Sales rose 6.3 percent last year on an organic basis, the company said, partly crimped by exchange rate effects, reaching 1.82 billion euros (1.61 billion pounds), in line with the average estimate from analysts polled by Reuters.

"Looking ahead into 2018, our outlook remains fairly balanced in a still uncertain macroeconomic scenario for some emerging markets," Chief Executive Bob Kunze-Concewitz said on a conference call.

"We remain confident in achieving a positive performance across the key indicators into 2018," he added.

Shares initially rose 3.3 percent after the results were released, but turned negative and settled around 2 percent lower in the session.

A trader said the fall was due to "soft guidance for 2018".

Named after the deep-red bitter which remains one of its key money-spinners, the group, founded in 1860 in Milan, has sold off a string of assets since 2016 and bought up brands including French liqueur Grand Marnier and high-end British gin Bulldog.
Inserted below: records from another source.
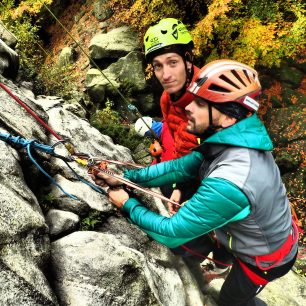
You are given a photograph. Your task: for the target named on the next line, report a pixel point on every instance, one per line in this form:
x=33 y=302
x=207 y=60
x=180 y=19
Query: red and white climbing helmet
x=223 y=81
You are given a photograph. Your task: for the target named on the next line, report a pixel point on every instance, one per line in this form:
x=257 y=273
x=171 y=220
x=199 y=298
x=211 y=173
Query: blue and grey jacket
x=241 y=195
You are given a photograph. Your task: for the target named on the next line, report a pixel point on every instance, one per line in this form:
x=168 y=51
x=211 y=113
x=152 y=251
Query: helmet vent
x=227 y=80
x=215 y=87
x=235 y=73
x=247 y=76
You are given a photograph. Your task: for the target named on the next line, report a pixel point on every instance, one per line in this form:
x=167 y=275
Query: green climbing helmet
x=167 y=32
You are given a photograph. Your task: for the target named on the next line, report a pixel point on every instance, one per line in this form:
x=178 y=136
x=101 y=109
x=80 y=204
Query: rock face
x=113 y=265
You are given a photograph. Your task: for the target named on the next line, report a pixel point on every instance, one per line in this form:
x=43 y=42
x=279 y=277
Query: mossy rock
x=290 y=157
x=286 y=125
x=291 y=75
x=292 y=97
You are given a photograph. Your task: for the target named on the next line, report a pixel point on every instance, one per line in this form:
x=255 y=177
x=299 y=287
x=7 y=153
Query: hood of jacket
x=249 y=133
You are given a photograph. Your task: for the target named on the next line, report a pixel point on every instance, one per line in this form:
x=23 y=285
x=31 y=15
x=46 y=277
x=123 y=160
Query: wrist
x=123 y=202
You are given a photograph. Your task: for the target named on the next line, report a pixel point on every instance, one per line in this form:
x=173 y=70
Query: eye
x=173 y=62
x=156 y=66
Aperol, once a niche product sold mostly in northern Italy, is now the group's best performer, enjoying strong demand in Europe and growing popularity in the United States.

But rising prices for agave syrup which is a key ingredient in its Cabo Wabo tequila and losses at its Jamaica-based sugar business will halve the company's gross margin growth to 60 basis points this year compared with 2017, Chief Financial Officer Paolo Marchesini said on a conference call.

Campari warned currency effects would trim 90 million euros off net sales and 24 million euros off adjusted operating profit (EBIT) in 2018.

Adjusted EBIT rose 8.7 percent on an organic basis in 2017 to 380.5 million euros, and the group proposed to raise its 2017 dividend payment by 11 percent to 0.05 euros per share.